Picture: REUTERS/DADO RUVIC
Picture: REUTERS/DADO RUVIC

SA has secured its entry into the World Health Organisation’s (WHO) Covax scheme that aims to ensure that low- and middle-income countries are able to access Covid-19 vaccines, with its failure to meet previous payment deadlines having raised concern that the country would be left behind.

The health department said on Tuesday that the Solidarity Fund had made a R283m ($19.2m) down payment to the Global Alliance for Vaccines and Immunisations (Gavi), an international alliance responsible for administering the programme. SA has been the hardest hit country in Africa, and so far has had more than 931,000 Covid-19 infections and 24,907 deaths, with the economy set to shrink in 2020 by the most in about a century.

“I would like to take this opportunity to thank the Solidarity Fund for providing the financial support that has enabled the country to meet the down payment obligations as required in terms of the agreement,” Sandile Buthelezi, director-general of the department, said in a statement. “The department of health will make additional payments in relation to vaccines delivered under the Covax facility as they fall due over the next year.”

The Solidarity Fund, which was set up in the wake of the country’s lockdown in March and is supported by some of SA’s biggest companies, made the payment to ensure equitable access to vaccines for South Africans as part of ongoing efforts to support the government in fighting the pandemic. The down payment represents 15% of the total cost of securing access to vaccines for 10% of SA’s population, which equates to about 6-million people.
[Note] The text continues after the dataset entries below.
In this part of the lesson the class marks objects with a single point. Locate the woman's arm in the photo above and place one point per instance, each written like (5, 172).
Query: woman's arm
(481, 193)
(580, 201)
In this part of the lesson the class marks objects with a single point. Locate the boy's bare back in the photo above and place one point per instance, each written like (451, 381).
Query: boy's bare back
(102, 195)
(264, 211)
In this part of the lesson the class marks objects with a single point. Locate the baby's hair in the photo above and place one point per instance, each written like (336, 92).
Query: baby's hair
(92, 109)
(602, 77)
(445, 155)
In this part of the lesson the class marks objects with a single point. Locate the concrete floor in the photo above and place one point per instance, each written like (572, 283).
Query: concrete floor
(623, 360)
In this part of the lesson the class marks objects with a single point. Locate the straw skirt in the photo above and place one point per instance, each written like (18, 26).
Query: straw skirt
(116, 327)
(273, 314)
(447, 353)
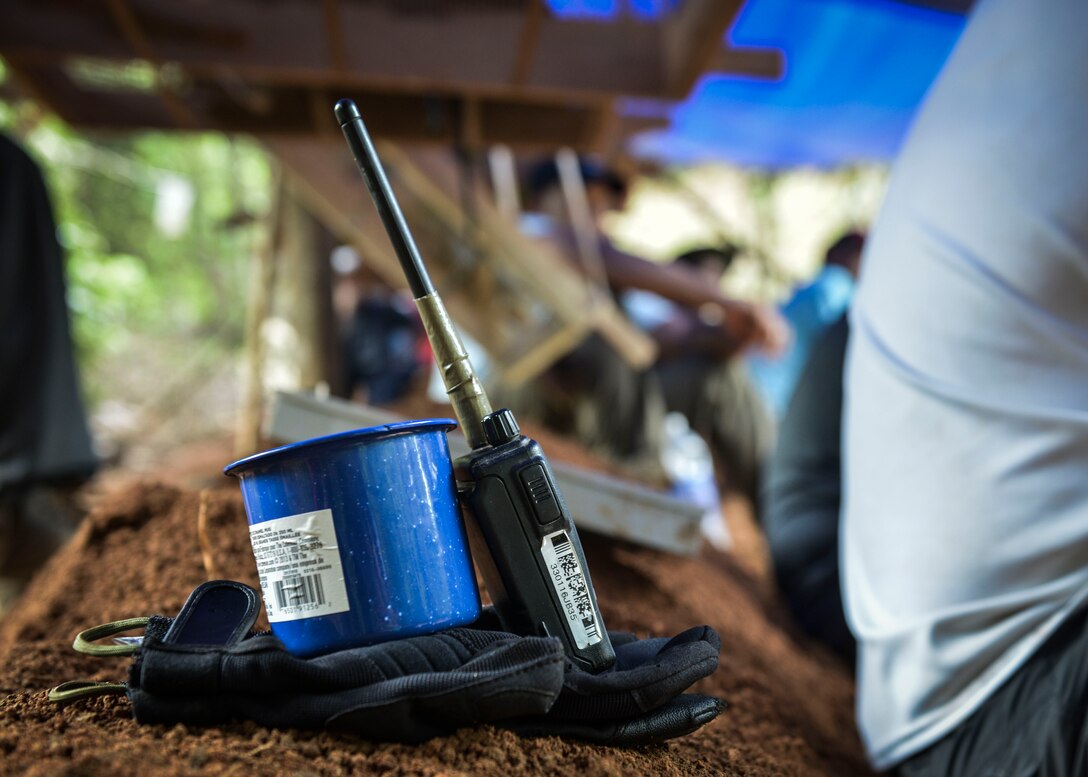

“There can be no doubt that a Covid-19 vaccine will play an important role in helping SA manage the virus,” said Gloria Serobe, chair of the fund.

The government faced criticism for failing to meet two previous deadlines for payments. Health minister Dr Zweli Mkhize responded to the criticism by saying the delayed payment was due to administrative hitches, which are being addressed.

“We convey our sincere gratitude to the Solidarity Fund for its unwavering support to the government to ensure that no-one gets left behind as we seek to protect our most vulnerable citizens against the scourge of Covid-19,” Mkhize said in response to Tuesday’s down payment announcement.

“The collaboration with the Covax facility will continue as SA ramps up efforts to put the necessary systems and processes in place to ensure that, among other health systems strengthening and logistical requirements, the cold supply chain is ready to immunise the population identified.”

Netcare, Mediclinic and Life Healthcare, SA’s biggest private hospital groups, have all announced bed shortages in the past week as the country comes to grips with a resurgence in Covid-19 infections.